Another aspect of the present invention involves a method of conducting a wagering game that includes a plurality of symbols arranged in an array and a plurality of paylines for indicating symbol combinations in the array. In a first play of the wagering game, the method includes the act of requiring a player to wager a minimum wager amount corresponding to all of the plurality of paylines. The method further includes the acts of displaying a plurality of symbols randomly arranged in the array and indicating an outcome of the first play of the wagering game. In response to the outcome of the first play being a winning outcome, the method includes the act of providing an award to the player. In response to a player's available credits being less than the minimum wager amount corresponding to the plurality of paylines and prior to a second play of the wagering game, the method includes the act of displaying a group of player options for allowing the player to select a disposition for the available credits. The group of player options includes an option to play less than all paylines for the second play of the wagering game.
A further aspect of the present invention involves a method of conducting a wagering game that includes a plurality of symbols arranged in an array and a plurality of paylines for indicating symbol combinations in the array. In a first play of the wagering game, the method includes the act of requiring a player to wager a minimum wager amount corresponding to a wager on all of the plurality of paylines. The method further includes the acts of displaying a plurality of symbols randomly arranged in the array and indicating an outcome of the first play of the wagering game. In response to the outcome being a winning outcome in the first play of the wagering game, the method includes the act of providing an award to the player. In response to a player's available credits being less than the minimum wager amount corresponding to the plurality of paylines and prior to a second play of the wagering game, the method includes the act of providing a player with at least the options to (i) cash out the player's available credits and (ii) wager the available credits on a reduced number of paylines in the second play.

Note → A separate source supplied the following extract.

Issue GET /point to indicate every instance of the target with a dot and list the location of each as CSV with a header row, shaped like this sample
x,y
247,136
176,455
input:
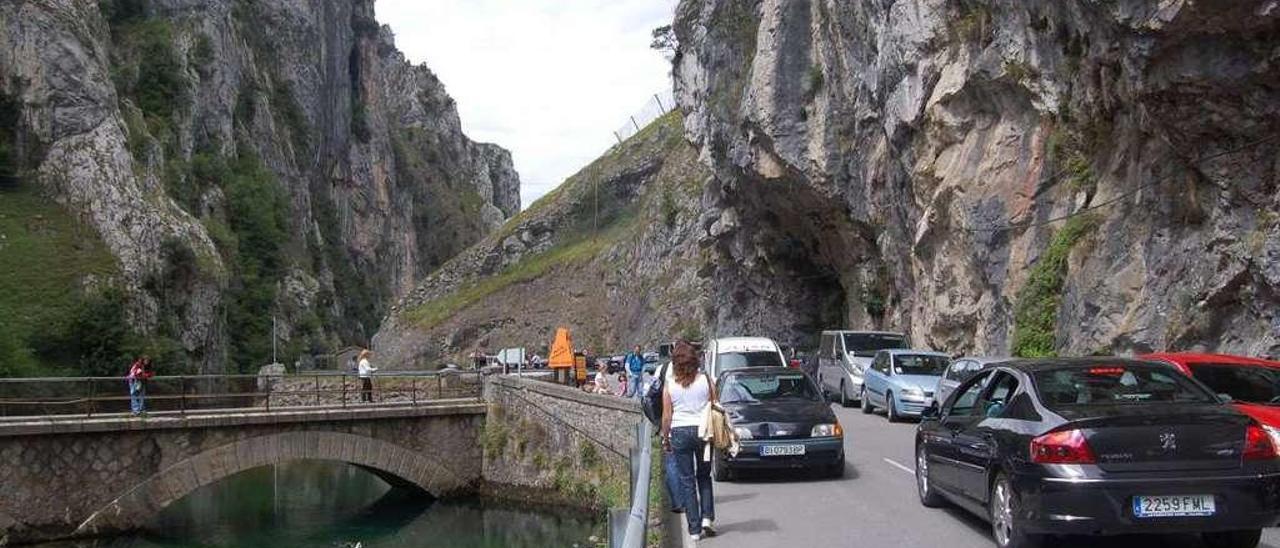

Additional aspects of the invention will be apparent to those of ordinary skill in the art in view of the detailed description of various embodiments, which is made with reference to the drawings, a brief description of which is provided below.
While this invention is susceptible of aspects and embodiments in many different forms, there is shown in the drawings and will herein be described in detail preferred aspects and embodiments of the invention with the understanding that the present disclosure is to be considered as an exemplification of the principles of the invention and is not intended to limit the broad aspect of the invention to the aspects and embodiments illustrated.
The gaming machine 10 comprises a housing 12 and includes user interfaces or input devices, including a value input device 18 and a player input device 24. For output the gaming machine 10 includes a primary display 14 for displaying information about the basic wagering game. The primary display 14 can also display information about a bonus wagering game, a progressive wagering game, and/or player options. The gaming machine 10 may also include a secondary display 16 for displaying game events, game outcomes, player options and/or signage information. While these typical components found in the gaming machine 10 are described below, it should be understood that numerous other elements may exist and may be used in any number of combinations to create various forms of a gaming machine 10.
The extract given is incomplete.